Un internat mèo a été créé à la rentrée de septembre dernier à l’école de Dong-Van (territoire de Hagiang). En outre, M. le résident de Sonla se propose d’ouvrir une école mèo dans sa province. Il a envisagé d’utiliser pour l’enseignement la brochure « Cu Ntu Mung » de Mme Homer Dixon qui sera, au préalable, soumise à l’examen de personnes compétentes.
Il existe également trois ouvrages de feu le R.P. Savina pour l’enseignement mèo : un abécédaire Méo-français, un lexique français-Méo, et un recueil de lectures Mèo-français. Ces ouvrages édités par la Mission sont aujourd’hui épuisés. Le service de l’enseignement au Tonkin s’est mis en rapports avec Monseigneur le Vicaire apostolique de Hanoi pour examiner la possibilité d’une réimpression de ces ouvrages.
J’ai estimé qu’il était indispensable, pour mettre aux minorités ethniques de la Haute Région de conserver leur caractères originaux tout en évoluant dans le cadre de la fédération indochinoise, de donner à ces populations, la mesure du possible, des maîtres et des cadres autochtones. C’est dans ce but que j’ai été amené à créer en août 1943, au cours primaire supérieur de Langson, une section normale et une section administrative.
La section normale a pour objet de former des instituteurs auxiliaires pour les écoles de la Haute Région.
La section administrative est destinée à former des Tong-au et des secrétaires de Résidence autochtones. Les élèves de ces deux sections sont recrutés parmi les candidats nés dans la haute région et appartenant à des familles qui y sont fixées.

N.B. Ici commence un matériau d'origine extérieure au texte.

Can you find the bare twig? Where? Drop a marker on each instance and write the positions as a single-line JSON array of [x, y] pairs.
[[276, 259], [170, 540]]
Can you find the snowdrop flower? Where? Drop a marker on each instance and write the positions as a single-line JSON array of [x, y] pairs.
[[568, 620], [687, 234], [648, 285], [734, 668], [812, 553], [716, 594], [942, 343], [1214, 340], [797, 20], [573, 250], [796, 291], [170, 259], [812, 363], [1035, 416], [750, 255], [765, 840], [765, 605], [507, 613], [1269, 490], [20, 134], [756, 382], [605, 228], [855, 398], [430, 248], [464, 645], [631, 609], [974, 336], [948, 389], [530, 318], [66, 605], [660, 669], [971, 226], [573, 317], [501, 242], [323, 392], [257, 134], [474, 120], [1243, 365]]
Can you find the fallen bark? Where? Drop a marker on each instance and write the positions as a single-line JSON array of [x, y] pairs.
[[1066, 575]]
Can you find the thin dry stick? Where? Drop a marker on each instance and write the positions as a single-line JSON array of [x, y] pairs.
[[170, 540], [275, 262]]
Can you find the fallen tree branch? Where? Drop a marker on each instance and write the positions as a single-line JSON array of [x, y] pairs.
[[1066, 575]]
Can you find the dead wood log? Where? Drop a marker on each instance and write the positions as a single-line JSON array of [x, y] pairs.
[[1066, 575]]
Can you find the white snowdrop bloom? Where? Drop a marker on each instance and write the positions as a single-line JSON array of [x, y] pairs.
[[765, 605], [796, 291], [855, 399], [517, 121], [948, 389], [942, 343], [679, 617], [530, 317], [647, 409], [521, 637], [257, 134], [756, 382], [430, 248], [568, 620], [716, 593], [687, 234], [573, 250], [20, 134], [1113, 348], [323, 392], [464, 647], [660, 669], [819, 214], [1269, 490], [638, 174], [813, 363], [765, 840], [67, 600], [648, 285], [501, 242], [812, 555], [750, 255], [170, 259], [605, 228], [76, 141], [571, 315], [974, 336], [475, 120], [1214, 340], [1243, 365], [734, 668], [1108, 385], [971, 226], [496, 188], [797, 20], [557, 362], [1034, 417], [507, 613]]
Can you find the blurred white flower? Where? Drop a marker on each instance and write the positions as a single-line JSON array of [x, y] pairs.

En outre, pour permettre aux provinces qui ne comptent pas encore de jeunes gens possédant une instruction suffisante pour être admis dans ces sections de préparer des candidats pour l’avenir, j’ai prescrit de réserver dès la rentrée scolaire de 1943 un certain nombre de places dans la classe de Ière année du Cours primaire supérieur de Langson. Les chefs de province et les commandants de territoire militaire intéressés ont reçu des instructions pour envoyer dans cette classe un certain nombre d’élèves considérés comme « pupilles » de leur province qui pourvoit à leurs frais d’études, de nourriture et d’entretien.